Попросту не умел не.
От содеянного и названного вслух юнцу было стыдно, было даже страшно, а Микель, ни с того ни с сего вдруг огладив его теплыми ласковыми пальцами по щекам да по лбу, зачем-то решил наклониться, ткнуться сигаретными губами в наморщенную переносицу, запечатлевая на той медленный и непривычно нежный детский поцелуй.
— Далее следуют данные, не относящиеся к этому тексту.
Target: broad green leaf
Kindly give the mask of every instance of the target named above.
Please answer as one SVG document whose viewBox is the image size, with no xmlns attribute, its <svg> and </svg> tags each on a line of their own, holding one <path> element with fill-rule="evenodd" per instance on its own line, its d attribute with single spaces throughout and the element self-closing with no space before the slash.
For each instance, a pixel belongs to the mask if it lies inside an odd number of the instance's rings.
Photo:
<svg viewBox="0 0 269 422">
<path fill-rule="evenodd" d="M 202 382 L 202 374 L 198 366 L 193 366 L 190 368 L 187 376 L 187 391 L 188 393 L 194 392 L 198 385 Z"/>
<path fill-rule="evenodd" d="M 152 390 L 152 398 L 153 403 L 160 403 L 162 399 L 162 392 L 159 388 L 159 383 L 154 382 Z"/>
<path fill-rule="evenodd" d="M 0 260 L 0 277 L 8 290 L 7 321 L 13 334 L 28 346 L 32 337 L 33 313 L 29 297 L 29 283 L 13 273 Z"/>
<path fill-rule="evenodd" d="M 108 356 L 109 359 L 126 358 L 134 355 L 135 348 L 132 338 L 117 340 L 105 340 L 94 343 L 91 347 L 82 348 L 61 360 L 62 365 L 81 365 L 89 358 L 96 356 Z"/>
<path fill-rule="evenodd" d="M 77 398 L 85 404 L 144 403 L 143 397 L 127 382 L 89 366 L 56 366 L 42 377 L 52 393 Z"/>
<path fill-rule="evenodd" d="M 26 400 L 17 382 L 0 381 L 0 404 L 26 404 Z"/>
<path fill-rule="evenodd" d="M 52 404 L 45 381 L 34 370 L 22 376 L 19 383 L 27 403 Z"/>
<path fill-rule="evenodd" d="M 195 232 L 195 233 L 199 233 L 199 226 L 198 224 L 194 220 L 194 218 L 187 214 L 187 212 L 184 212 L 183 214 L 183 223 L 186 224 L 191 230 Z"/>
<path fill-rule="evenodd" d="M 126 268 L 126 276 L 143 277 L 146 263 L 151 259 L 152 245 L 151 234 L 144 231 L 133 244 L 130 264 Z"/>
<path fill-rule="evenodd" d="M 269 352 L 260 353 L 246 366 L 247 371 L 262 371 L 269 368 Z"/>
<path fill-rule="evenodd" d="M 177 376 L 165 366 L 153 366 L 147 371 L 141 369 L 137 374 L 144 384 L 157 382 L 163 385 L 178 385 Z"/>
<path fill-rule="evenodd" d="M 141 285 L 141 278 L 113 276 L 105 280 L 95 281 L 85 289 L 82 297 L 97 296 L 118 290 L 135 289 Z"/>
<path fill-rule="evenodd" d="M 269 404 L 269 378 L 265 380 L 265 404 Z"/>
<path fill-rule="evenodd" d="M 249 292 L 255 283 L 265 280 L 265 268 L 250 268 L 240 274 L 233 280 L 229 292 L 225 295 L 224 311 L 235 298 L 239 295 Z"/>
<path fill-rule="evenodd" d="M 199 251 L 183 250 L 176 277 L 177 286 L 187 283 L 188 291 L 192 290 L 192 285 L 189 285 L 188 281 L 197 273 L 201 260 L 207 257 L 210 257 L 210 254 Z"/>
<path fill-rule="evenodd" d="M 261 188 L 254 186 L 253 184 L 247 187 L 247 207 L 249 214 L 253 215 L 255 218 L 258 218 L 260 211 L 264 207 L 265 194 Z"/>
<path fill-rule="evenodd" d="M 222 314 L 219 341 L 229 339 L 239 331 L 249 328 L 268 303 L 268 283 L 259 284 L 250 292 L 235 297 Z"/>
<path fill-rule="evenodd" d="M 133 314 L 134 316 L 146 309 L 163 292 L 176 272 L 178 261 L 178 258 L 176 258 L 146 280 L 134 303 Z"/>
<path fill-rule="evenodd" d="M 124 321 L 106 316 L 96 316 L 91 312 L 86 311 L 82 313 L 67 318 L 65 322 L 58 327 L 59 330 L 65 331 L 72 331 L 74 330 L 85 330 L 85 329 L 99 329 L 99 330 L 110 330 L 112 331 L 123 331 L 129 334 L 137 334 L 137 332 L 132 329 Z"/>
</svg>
Грустно улыбнулся одними уголками рта и, принимаясь неторопливо выглаживать окольцованными подушечками острый мальчишеский подбородок, тихо, спокойно, чуточку задумчиво проговорил, откидываясь спиной на скрипнувшую заднюю ступень:
— Я бы и рад сказать, что никого, сердце мое. Я бы и рад заверить тебя, что не знаю и не пробовал, потому что люди меня никогда не возбуждали — одни лишь прекрасные цветы имеют доступ к моему порочному сердцу, но… К сожалению, это получится не ответ, а презираемая мною же самим ложь. И хотя я далеко не уверен, что ты сам понимаешь, о чем просишь с тобой говорить, я постараюсь — насколько это окажется в моих силах — избавить тебя от необходимости испытывать ту ядовитую черную ревность, которая постоянно гложет мое сердце, едва кому-нибудь стоит появиться рядом с тобой, будь то человек, кот или безобидное вроде бы занятие, так или иначе пытающееся тебя украсть.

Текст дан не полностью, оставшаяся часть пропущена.